発売前や登場したばかりのインディーゲームから、まだ誰も見たことがないような最前線の作品を紹介してゆく「Indie Pick」。第288回目は『ISLANDS』を紹介する。
『ISLANDS』はありふれた日常の風景をシュールに描いたゲームである。ゲームプレイは『Myst』のようなポイント&クリックのアドベンチャーとなるようだ。観葉植物のヤシの木や自動販売機が並ぶラウンジ、あるいは夜の駐車場といったどこでも見かける風景の中を探索していく。オブジェクトで気になる部分をクリックしていくことで、ヤシの木がエスカレーターを登っていったり、奇妙なオブジェクトが円陣を組んでウェーブするなど、風景のなかに潜んでいる不気味な秘密が露わになっていくのだ。

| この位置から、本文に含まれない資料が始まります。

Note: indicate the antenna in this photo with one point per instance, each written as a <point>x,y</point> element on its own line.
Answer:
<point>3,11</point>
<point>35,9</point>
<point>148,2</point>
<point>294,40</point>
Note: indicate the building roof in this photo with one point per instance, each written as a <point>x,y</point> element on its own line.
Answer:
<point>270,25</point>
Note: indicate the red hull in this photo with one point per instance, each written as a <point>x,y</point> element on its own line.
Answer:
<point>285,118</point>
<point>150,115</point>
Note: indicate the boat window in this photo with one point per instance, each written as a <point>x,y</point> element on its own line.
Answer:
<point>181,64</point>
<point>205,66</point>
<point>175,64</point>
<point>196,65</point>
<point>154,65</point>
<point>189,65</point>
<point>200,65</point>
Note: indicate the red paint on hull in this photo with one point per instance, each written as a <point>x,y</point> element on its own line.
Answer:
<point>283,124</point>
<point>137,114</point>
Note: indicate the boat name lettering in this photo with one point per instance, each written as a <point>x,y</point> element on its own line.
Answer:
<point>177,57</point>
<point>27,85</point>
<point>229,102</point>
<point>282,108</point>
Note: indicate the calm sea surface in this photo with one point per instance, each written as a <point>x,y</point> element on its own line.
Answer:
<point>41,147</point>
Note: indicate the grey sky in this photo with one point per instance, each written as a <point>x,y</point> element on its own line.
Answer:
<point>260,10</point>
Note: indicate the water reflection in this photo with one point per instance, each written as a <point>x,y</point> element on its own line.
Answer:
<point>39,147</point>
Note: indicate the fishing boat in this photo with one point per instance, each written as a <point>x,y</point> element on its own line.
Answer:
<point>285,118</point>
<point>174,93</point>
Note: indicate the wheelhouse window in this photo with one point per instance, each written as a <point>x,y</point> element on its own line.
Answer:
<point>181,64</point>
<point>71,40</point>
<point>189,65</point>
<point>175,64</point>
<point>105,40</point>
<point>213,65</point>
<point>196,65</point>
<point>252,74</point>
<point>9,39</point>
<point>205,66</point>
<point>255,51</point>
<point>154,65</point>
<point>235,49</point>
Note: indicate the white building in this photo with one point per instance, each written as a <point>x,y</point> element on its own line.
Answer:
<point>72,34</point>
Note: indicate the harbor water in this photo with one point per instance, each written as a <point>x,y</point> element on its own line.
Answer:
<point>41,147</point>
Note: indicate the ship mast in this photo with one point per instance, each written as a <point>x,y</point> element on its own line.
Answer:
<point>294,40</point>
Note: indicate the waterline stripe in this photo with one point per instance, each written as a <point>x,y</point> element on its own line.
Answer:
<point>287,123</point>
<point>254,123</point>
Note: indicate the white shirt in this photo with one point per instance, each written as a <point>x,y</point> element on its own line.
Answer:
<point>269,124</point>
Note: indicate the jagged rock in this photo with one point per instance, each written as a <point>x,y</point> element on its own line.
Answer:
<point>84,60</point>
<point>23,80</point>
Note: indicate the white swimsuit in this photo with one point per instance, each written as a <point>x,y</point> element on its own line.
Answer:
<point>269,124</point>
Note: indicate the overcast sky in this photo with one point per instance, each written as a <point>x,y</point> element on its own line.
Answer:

『ISLANDS』はおよそ45分間で終わる短編作品で、全編に渡って奇妙な世界を描くことを徹底する構成だ。ゲーム性に捉われないアート系の作品で、ピクセルアートの3D空間を自由に歩き回り、四季の移り変わりを1時間強で体験できるアーティスティックな作品『Proteus』に近い雰囲気がある。また、霧の中に包まれた日常風景という不気味なビジュアルは、PlayStationの初代『サイレントヒル』も思い起こさせる。
本作のアーティスティックなアプローチには、クリエイターが別のジャンル出身であることが関係している。本作を製作しているCarl Burton氏はGIFアニメーションのクリエイターなのだ。普段はTumblr やTwitterで作品を発表しており、ありふれた日常を淡く奇妙なものとして描いてみせる。『ISLANDS』の原点がどんなものなのかがわかるだろう。
GIFによる表現を特集するウェブサイトCREMによるインタビューでは、Burton氏はこの表現手段を選んだ理由を「インターネット上で簡単にシェアできますし、ムードのある瞬間を伝える目的にも使いやすいもの」と発言しており、 制作する作品のヒントには「自然や建築、ありふれた日常の環境やニュースなどから影響を受けています」と伝えている。今回の『ISLANDS』はそんなGIFアートの延長として制作している。
『ISLANDS』はPC/Mac/iOSでのリリースを予定している。現在Steam Greenlightに登録中だ。日常の風景をまったくの奇妙なものに作り変えてしまった世界に興味があれば、ぜひチェックしてほしい。